I don't quite understand about a function is unbounded below in every neighborhood, could someone help to clarify? Thanks!

Answer 1

It means just what it sounds like - that no matter how small you make the neighborhood around a point, you can always find some value in there where the function is extremely deep negative, no matter how small and no matter how deep you want to imagine it.

This can actually occur with a function on the real numbers, too. Such functions are not continuous. An example is

$$f(x) := \begin{cases} -q && \text{if $x = \frac{p}{q}$, rational in reduced form}\\ 0 && \text{otherwise} \end{cases}$$

Suppose $x = 3$. Note that $3 \approx 3 + 10^{-10000} = \frac{3 \times 10^{10000} + 1}{10^{10000}}$. This last fraction is in reduced form due to Bézout's lemma: taking $x = 1$ and $y = -3$ yields that $px + qy = 1$ (where $p$ and $q$ are the numerator and denominator of that fraction).
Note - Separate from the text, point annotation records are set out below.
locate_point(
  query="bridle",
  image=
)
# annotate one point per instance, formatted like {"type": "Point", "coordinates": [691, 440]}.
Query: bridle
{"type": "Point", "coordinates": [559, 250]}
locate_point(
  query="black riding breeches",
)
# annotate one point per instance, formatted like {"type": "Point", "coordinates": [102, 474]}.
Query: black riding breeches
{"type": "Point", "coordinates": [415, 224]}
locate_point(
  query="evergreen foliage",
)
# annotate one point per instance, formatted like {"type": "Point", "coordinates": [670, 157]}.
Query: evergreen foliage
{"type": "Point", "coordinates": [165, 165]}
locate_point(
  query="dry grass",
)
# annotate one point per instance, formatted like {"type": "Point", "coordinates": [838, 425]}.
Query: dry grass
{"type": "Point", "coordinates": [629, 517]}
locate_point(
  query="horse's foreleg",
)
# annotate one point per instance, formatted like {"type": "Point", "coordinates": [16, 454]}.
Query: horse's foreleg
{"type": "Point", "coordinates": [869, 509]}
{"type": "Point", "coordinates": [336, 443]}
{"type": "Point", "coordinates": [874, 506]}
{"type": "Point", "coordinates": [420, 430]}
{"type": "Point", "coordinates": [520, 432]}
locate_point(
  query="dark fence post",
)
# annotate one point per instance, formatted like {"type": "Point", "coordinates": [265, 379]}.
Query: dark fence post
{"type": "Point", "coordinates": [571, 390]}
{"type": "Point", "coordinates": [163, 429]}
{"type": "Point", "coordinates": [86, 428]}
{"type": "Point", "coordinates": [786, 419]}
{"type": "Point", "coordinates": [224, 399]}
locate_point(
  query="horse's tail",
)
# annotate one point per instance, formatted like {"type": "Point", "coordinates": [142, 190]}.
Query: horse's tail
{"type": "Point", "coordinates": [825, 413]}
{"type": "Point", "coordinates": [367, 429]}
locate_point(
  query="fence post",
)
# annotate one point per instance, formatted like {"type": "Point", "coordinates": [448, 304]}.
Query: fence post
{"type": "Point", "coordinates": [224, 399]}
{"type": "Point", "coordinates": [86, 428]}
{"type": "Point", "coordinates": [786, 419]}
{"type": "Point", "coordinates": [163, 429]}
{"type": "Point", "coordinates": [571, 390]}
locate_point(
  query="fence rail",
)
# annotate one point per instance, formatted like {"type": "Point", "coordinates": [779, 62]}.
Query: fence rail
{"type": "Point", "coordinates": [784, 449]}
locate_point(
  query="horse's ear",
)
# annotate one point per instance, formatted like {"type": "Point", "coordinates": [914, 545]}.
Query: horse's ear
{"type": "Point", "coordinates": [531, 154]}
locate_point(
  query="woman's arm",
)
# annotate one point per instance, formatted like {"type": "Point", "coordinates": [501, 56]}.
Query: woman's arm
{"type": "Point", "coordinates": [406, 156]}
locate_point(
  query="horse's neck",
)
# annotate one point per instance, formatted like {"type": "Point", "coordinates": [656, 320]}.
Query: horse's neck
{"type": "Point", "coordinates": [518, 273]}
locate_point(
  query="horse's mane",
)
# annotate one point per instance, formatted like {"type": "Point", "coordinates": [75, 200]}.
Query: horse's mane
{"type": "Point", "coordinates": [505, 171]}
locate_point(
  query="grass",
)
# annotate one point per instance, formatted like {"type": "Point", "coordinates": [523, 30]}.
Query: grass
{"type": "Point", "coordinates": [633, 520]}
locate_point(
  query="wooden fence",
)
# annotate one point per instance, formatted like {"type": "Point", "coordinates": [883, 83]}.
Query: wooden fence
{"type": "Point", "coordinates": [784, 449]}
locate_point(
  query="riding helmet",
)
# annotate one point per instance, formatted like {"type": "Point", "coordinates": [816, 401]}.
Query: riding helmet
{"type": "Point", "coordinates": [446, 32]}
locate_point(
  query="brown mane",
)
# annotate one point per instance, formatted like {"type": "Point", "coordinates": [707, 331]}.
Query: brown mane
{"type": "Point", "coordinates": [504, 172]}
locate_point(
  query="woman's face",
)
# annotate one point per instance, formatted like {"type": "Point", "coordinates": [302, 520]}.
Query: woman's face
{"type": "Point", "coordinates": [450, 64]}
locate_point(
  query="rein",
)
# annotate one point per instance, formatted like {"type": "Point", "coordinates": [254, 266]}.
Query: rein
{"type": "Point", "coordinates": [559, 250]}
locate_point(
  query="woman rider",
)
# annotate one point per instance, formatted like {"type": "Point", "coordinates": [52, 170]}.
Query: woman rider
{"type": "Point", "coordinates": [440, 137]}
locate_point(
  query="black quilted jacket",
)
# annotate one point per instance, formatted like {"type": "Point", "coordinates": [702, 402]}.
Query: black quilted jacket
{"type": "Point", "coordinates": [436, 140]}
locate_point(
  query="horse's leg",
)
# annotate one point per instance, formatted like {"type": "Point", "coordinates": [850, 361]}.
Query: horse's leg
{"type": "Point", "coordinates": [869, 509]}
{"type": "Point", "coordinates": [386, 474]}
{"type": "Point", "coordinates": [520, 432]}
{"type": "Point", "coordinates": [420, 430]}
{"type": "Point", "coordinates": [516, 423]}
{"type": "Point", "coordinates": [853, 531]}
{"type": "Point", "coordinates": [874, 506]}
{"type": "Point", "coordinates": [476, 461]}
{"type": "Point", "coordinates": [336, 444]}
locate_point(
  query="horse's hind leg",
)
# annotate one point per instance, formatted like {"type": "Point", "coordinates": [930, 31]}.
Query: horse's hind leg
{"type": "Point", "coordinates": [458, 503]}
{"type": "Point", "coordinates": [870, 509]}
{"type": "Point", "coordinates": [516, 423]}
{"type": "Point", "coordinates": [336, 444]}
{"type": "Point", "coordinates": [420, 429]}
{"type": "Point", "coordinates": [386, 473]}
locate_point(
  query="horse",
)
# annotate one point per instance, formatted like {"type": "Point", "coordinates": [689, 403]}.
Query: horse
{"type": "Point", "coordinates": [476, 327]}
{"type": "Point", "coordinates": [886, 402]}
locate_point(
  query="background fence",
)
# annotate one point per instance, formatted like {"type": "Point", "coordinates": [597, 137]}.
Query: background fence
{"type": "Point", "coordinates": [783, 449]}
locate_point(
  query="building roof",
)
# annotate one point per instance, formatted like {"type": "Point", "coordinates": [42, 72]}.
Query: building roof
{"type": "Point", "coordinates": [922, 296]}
Hence, the value of $f(x)$ at the point $3 + 10^{-10000}$ is $-10^{10000}$, and that will also work in general for $3 + 10^{-n}$ for any integer $n > 0$ by the same logic, e.g. we can even force $f$ to be deeper than negative Graham's number, in that same tiny neighborhood of $3$.

Your example does just the same thing, but in function spaces. Of course, to do that, we need some way to say that functions are/aren't "close together", but that's what the topology (which provides the neighborhoods) does. Then, we have a function of functions $F[f]$, and then it means that, for a given function and functions suitably "close" in that sense, we can do the same thing - no matter how close, we will always be able to find one that pounds the value into the ground as deep as we'd like it to.

Answer 2

The example in this paper is of the form

$$ \|x\|^2 - \ell(x),$$

where $\ell$ is a linear discontinuous functional. You will have to require your underlying space to be infinite-dimensional for this weirdness to occur.

$f$ is unbounded below in every neighborhood – presumably of a point $x_0$ – means that for every $\varepsilon>0$, we have $\inf f\big(B(x_0;\varepsilon)\big) = -\infty$, where $B(x_0;\varepsilon)$ is the ball entered at $x_0$ of radius $\varepsilon$.